Deep Learning

NVIDIA CUDA in AI Deep Learning

October 5, 2022

9 min read

Parallel Computations: Why GPUs are Used In Deep Learning

Deep learning and AI workloads such as building, training, and inferencing all require an ample amount of computing resources. Many of these workloads can be performed in parallel since deep learning neural networks are “embarrassingly parallel” an actual term used to describe workloads that can be broken up into smaller sub-computations and be performed all at the same time.

GPUs or Graphics Processing Units offer excellent parallelization in workloads and have only in the last decade taken interest in the AI and Deep Learning Industry.

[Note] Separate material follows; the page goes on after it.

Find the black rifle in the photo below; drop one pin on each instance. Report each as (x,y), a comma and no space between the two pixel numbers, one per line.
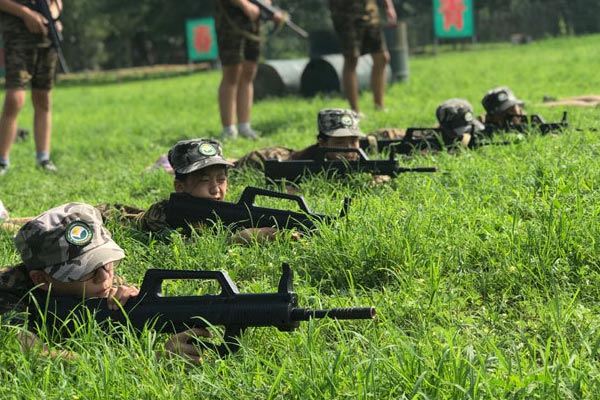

Without the incorporation of GPUs, training, building, and deploying deep learning models can span days, weeks, months even… GPUs enable much less time to fully develop an AI.

What is CUDA from NVIDIA?

NVIDIA CUDA is a software platform API that enables parallel computing with GPU hardware making it easier for developers to build software that accelerates tasks by allowing workloads to be distributed across parallelized GPUs.

Using the NVIDIA CUDA Toolkit you can accelerate your C or C++ applications by updating computationally intense portions of your code to run on GPUs. Call functions from drop-in libraries or develop custom applications using languages including C, C++, Fortran, Python, and MATLAB.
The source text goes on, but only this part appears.